O pobycie Piłsudskiego w Puławach w rocznicę Cudu nad Wisłą opowiada historyk Robert Och, historyk.
Ważne rozkazy i legionowe przyjaźnie. O pobycie Piłsudskiego w Puławach
Józio Minkiewicz niesie urnę z ziemią z Puław

W te sierpniowe dni 1920 roku w Puławach zapadały kluczowe decyzje o Bitwie Warszawskiej. Z pewnością Cud nad Wisłą należał do takich epizodów, które wpisują się nie tylko w dzieje kraju, lecz także Europy. Jak przyznawali dowódcy zachodnich armii i politycy – manewr z sierpnia 1920 roku uratował kontynent przed nawałą bolszewicką. A to Puławy były miejscem, gdzie kwaterował sztab armii polskiej, gdzie przebywał Józef Piłsudski i skąd wyszły ważne rozkazy.

Rezultat jest niepewny

– Dlaczego Puławy? Bo stąd miała ruszyć kontrofensywa znad Wieprza, gdzie koncentrowało się wojsko – mówi historyk Robert Och. – Zanim Józef Piłsudski tu przybył, 10 sierpnia w Puławach zakwaterował się sztab armii. Była to niemała grupa ok. 150 oficerów. Część zatrzymała się w pałacu, część w terenie.

Profesor Stanisław Goliński, syn Walerii i kierownik działu ogrodniczego w Instytucie tak wspomina: „…na dziedzińcu pałacowym jak w ulu, a od ciągłego ruchu wozów konnych, sztafet, rowerów, motocykli, automobilów i ciężarowych aut podnosi się stale tuman kurzu, widny z daleka jak słup prowadzący lud Izraela z Egiptu.”

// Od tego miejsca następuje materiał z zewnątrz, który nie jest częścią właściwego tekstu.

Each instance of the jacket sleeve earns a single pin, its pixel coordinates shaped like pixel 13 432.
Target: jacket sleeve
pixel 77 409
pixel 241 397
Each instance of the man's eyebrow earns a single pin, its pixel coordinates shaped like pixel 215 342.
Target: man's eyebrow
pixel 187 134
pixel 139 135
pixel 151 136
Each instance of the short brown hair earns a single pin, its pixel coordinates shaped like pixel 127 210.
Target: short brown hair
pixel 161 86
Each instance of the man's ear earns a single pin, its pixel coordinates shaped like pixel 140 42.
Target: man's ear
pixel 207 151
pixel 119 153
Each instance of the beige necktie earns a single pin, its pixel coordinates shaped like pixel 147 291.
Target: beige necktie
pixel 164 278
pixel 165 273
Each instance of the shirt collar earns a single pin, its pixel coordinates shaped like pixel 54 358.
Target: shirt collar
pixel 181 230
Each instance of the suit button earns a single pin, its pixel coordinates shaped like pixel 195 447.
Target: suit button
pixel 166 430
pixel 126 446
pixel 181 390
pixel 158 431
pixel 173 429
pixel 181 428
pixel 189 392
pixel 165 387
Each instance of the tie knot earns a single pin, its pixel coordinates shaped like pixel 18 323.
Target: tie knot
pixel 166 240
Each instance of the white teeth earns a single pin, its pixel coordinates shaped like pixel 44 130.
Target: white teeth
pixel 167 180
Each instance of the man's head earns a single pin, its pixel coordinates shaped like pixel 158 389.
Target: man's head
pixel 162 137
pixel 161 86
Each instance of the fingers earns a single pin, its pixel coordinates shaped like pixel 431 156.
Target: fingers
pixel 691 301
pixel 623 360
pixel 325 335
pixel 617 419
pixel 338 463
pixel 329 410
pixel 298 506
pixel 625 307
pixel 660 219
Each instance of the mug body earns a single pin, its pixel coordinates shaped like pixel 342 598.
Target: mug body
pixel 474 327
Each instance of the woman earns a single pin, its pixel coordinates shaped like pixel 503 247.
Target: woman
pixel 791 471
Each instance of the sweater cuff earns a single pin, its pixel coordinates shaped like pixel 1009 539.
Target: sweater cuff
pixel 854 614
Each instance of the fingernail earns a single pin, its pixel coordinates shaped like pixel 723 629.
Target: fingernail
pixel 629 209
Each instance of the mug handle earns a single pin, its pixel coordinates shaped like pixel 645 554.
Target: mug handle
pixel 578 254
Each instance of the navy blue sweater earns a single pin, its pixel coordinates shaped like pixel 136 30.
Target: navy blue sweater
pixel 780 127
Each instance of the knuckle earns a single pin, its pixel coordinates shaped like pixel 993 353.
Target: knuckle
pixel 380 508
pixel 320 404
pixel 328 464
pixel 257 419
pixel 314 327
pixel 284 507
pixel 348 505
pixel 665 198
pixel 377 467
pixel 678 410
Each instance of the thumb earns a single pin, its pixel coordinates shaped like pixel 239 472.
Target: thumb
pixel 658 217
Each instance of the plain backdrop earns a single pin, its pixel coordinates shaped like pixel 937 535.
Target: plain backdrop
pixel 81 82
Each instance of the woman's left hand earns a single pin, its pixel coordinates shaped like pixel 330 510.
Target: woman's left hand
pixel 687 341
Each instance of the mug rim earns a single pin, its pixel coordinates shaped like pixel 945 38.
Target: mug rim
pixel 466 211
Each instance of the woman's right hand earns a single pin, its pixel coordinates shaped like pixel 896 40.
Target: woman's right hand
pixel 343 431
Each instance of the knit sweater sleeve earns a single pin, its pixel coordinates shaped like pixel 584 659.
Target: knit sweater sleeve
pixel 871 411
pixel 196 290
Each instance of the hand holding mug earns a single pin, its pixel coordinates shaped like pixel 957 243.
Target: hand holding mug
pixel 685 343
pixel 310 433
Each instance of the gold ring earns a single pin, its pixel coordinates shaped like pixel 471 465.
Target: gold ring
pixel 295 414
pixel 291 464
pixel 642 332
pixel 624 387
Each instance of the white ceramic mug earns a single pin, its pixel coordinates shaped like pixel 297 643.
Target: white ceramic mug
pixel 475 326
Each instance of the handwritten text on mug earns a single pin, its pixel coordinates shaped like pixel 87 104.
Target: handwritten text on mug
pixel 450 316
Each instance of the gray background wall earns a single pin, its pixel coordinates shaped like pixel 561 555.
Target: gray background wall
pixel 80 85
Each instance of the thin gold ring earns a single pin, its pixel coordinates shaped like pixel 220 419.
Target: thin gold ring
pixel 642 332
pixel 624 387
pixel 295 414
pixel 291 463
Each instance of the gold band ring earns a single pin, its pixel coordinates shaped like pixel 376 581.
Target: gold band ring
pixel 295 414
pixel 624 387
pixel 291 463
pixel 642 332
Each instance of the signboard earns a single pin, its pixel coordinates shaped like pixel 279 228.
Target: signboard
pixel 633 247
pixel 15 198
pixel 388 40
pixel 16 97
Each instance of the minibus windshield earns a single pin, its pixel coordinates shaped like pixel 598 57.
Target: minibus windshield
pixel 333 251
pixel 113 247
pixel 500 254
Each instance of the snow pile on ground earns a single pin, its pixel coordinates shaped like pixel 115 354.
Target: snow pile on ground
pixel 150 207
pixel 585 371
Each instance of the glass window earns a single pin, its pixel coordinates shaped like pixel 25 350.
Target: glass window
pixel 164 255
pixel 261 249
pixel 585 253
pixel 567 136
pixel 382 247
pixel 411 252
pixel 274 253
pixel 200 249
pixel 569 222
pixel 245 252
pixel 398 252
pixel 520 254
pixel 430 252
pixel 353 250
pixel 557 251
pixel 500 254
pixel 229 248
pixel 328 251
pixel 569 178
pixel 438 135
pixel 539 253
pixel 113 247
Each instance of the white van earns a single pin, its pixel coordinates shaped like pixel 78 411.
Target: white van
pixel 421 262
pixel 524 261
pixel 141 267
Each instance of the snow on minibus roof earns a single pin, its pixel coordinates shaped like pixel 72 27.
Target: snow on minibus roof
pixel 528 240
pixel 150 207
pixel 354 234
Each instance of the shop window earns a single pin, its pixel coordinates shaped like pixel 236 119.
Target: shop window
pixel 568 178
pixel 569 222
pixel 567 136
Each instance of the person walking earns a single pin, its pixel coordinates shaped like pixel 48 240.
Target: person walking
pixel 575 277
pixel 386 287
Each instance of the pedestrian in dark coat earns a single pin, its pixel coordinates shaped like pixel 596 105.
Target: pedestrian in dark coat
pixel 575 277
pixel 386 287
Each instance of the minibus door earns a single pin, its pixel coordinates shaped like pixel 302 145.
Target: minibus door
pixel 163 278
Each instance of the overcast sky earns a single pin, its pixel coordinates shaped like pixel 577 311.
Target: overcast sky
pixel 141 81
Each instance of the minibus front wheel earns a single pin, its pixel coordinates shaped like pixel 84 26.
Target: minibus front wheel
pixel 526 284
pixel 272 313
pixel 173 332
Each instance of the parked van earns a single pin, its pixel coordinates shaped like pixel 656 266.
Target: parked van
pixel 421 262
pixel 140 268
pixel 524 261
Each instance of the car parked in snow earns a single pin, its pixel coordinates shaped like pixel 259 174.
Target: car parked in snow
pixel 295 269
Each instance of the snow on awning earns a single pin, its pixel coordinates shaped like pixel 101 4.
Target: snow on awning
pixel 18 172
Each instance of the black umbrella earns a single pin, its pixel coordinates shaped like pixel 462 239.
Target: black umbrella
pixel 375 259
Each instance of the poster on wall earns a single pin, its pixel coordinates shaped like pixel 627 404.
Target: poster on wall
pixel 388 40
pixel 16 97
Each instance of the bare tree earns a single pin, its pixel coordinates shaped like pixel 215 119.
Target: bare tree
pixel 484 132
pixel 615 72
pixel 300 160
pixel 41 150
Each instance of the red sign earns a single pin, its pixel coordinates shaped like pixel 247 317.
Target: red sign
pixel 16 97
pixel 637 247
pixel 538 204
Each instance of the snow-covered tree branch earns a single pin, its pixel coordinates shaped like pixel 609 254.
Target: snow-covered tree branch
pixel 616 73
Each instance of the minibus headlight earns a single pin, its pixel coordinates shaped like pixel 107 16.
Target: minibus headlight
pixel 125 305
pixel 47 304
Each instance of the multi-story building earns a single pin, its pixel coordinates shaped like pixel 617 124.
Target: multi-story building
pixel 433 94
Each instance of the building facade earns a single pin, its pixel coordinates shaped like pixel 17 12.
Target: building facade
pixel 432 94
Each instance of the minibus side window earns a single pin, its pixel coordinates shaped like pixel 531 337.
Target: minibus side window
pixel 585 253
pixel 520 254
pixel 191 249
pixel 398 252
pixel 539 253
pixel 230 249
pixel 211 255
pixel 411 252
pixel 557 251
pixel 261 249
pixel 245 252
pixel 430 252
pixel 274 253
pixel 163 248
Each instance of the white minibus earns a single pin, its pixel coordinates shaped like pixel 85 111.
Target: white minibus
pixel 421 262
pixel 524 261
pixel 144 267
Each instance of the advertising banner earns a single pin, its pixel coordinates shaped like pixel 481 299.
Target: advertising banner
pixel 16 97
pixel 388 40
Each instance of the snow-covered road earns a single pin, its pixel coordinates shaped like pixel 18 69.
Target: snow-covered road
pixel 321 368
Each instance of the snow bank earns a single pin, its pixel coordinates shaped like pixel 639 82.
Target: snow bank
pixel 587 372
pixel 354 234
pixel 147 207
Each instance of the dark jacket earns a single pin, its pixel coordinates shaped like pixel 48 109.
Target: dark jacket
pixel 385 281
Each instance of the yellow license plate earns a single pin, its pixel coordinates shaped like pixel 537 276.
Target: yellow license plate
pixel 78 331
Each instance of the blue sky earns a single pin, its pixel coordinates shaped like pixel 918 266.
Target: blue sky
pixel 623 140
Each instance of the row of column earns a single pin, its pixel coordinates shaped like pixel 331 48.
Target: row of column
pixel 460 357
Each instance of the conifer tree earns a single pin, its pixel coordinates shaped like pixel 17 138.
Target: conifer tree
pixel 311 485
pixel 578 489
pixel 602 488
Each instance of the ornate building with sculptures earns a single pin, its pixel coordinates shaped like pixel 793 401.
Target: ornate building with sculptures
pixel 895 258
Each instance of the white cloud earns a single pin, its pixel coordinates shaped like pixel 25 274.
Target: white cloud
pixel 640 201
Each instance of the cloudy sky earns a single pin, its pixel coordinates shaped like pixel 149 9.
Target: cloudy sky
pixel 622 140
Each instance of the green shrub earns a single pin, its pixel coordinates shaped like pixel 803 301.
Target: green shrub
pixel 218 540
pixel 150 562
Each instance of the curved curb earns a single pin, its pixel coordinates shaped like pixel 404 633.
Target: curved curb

Józef Piłsudski do Puław wyruszył z Warszawy 12 sierpnia, ale po drodze odwiedził Aleksandrę i córki Wandę i Jadwigę. Aleksandra Piłsudska tak to wspominała: „Gdy żegnał się z nami przed wyjazdem do Puław, był zmęczony i posępny. Ciężar olbrzymiej odpowiedzialności za losy kraju przygniatał go i sprawiał mękę. Ja w tym czasie znajdowałam się w okolicy Krakowa, dokąd ewakuowano mnie z Wandą i Jagodą, która kilka miesięcy temu przyszła na świat. Mąż przyjechał z Aleksandrem Prystorem. Pożegnał się ze mną tak, jakby szedł na śmierć.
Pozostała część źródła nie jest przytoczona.